Semyon Zolotaryov, Lyudmila Dubinina, Yuri Krivonishenko et Nicolai Thibeaux-Brignolles étaient mieux habillés que les autres, et certains signes laissaient à penser que les derniers survivants avaient réquisitionné les vêtements de ceux qui étaient partis les premiers. Semyon portait le manteau de fausse fourrure et le chapeau de Lyudmila, tandis que les pieds de la jeune femme étaient enveloppés dans un morceau du pantalon en laine de Yuri. Si leur peau ne montrait aucune égratignure, trois d’entre eux présentaient des blessures mortelles. Le crâne de Nicolai avait subi d’importants dégâts, tout comme les cages thoraciques de Lyudmila et Semyon, qui portaient les traces d’importantes fractures thoraciques. Selon le Dr Boris Vozrozhdenny, qui les examina, la force nécessaire pour provoquer de tels dommages avait du être extrêmement élevée, de l’ordre de celle d’un accident de voiture. De plus, les corps n’avaient pas de blessures externes liées à ces fractures osseuses, et ils donnaient plutôt l’impression d’avoir été soumis à un haut niveau de pression.

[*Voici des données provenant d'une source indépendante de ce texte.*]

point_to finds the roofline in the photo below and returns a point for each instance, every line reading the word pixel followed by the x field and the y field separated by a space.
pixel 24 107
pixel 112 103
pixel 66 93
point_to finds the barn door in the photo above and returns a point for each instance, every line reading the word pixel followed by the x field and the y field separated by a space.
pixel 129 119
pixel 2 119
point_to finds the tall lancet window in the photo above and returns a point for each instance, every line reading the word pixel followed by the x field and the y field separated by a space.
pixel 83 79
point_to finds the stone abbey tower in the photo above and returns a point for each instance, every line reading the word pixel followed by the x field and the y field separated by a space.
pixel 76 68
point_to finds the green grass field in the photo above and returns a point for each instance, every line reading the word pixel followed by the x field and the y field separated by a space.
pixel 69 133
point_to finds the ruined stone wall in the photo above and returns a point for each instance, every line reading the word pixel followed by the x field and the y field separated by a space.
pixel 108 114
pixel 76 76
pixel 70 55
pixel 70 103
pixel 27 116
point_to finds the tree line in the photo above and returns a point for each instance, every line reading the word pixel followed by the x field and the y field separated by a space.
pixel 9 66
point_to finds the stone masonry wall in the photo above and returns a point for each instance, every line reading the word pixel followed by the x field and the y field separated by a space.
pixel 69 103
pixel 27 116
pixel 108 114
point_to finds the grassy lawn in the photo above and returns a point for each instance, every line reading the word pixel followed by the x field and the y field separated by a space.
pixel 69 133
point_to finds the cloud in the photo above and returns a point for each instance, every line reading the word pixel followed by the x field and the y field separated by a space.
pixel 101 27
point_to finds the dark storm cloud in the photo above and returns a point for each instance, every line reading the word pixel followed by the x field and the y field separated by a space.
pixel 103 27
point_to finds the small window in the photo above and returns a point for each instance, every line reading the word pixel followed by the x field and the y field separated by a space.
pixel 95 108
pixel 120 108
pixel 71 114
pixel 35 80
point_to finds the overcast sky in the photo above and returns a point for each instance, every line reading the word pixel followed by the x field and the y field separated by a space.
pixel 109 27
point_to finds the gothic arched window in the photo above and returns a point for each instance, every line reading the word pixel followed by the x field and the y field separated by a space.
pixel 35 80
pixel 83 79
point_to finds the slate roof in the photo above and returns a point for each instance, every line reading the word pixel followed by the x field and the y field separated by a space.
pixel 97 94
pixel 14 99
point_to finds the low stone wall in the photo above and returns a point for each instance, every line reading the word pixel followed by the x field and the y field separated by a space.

D’une manière plus étrange encore, le visage de Lyudmila était horriblement mutilé. La jeune fille n’avait plus de langue, il lui manquait également une partie des lèvres, les yeux, les tissus faciaux, un fragment du crâne et la peau de ses mains présentait une curieuse dermatose. Une rumeur courut qu’elle avait été retrouvée gisant face contre terre dans un petit ruisseau qui coulait sous la neige et que ses blessures externes étaient dues à la putréfaction dans un environnement humide, mais les photos de son cadavre montraient clairement que son corps avait été retrouvé agenouillé près d’un gros rocher, non loin du ruisseau en question. Certains supposèrent alors que les Mansis, qui avaient tué une géologue dans les années 1930, pouvaient avoir attaqué et assassiné les randonneurs pour les punir de s’être aventurés sur leurs terres, mais l’enquête balaya rapidement cette hypothèse car les seules empreintes de pas étaient celles des skieurs et il n’y avait aucune trace de lutte, que ce soit dans la neige ou sur les corps. De plus, le village Mansi le plus proche se trouvait à 100 kilomètres de là et ses occupants n’avaient pas l’habitude de se rendre dans cette région en hiver, le climat étant bien trop rude pour l’élevage de rennes ou la pêche.

L’enquête était parvenue à déterminer avec certitude que les randonneurs avaient éventré leur tente puis qu’ils avaient quitté le camp de leur propre gré, à pied, six à huit heures après leur dernier repas. Six d’entre eux étaient morts d’hypothermie, trois de blessures mortelles, qui ne pouvaient avoir été causées par un autre être humain,  » car la force des coups avait été trop forte et qu’aucun tissu mou n’avait été endommagé. « 
Des doses élevées de contamination radioactive avait été retrouvées sur certains de leurs vêtements, deux pantalons et un pull, ce que personne ne pouvait expliquer. En mai 1959, en l’absence de suspect, l’enquête en conclut que les randonneurs avait été victimes d’une  » force naturelle irrésistible  » et elle fut officiellement close. La zone de l’incident fut alors interdite au public pendant trois ans.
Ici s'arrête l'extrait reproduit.